Another guest article from Jamie Bridge this week. This time he’s writing about some of the work of researcher Dr. William Zule, looking into how the type of syringe someone uses may have an inpact on their risk of getting the HIV virus. I have had this article a few weeks but it was embargoed until the AIDS2010 conference started as its finding are being presented there.
How syringe type effects HIV risk
New research being presented this week at the International AIDS Conference in Vienna has made a strong link between different types of syringe and levels of HIV transmission through sharing.
Every needle-syringe, when the plunger is fully depressed, retains some fluid or blood in what is termed “dead-space”. Some syringe designs have more of this “dead space” than others – especially those with detachable needles. Depending on the design, some syringes can retain 84 microlitres of fluid. This is a very, very small amount – but other syringe designs can retain as little as 2 microlitres.
So the hypothesis is simple: if you share a syringe with higher “dead-space”, then there will be more blood retained in the syringe and you will be more likely to become infected with blood-borne viruses. If you share a low “dead space” syringe, you are still putting yourself at risk – but perhaps less so, as there is less blood retained when the plunger is fully down.
Previous modelling work by Dr William Zule and colleagues in the USA tried to quantify what this could mean in the real world. The results suggested that injection-related HIV epidemics might not occur when most (95% or more) of injectors use syringes with low “dead space”. If everyone uses higher “dead space” syringes, then HIV prevalence can reach 50% among injectors in just seventeen years. When just one in ten sharing events involve high “dead space” syringes, then HIV prevalence can stabilise.
The findings, albeit theoretical, have clear implications for harm reduction programs. However, in Vienna, the research has been taken to the next level. Data from multi-year HIV prevalence studies were gathered from 35 cities in 20 countries, and local needle exchange workers were contacted to find out what types of syringe were mainly used.
In cities where high “dead space” syringes were mainly used, the average HIV prevalence among injectors was 32.6% (and went up as high as 73%). In cities where low “dead space” syringes were mainly used, the average was just 1.4%. When the data were analysed, the type of syringe was the only factor closely associated with this pattern in HIV.
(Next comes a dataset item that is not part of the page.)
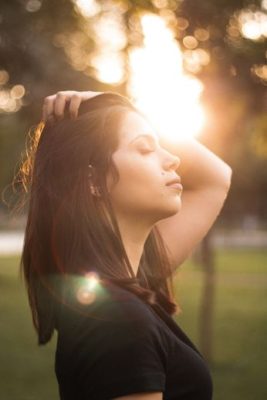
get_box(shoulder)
[55,284,157,334]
More research needs to be done on this topic, and expect to hear a lot more about this in the future – this is an important finding which could have a big impact on harm reduction and the advice given to injectors. Of course, the biggest message is that ALL needle-syringe sharing is a risk. However, if we could reduce HIV transmission simply by providing one kind of syringe over another, then this is something that must be rolled out as soon as possible. Do you know what kind of syringe your local exchange supplies?
A big thank you to Dr William Zule for sharing this research.
Jamie Bridge, MSc, currently works in the Technical Publications and Learning Team of the Global Fund to Fight AIDS, Tuberculosis and Malaria. Before moving to Geneva in 2010, he worked for the International Harm Reduction Association in London, coordinating the international harm reduction conferences. Before that, he also worked in a needle and syringe program in Bedford. Jamie also works voluntarily with UKHRA and the NNEF.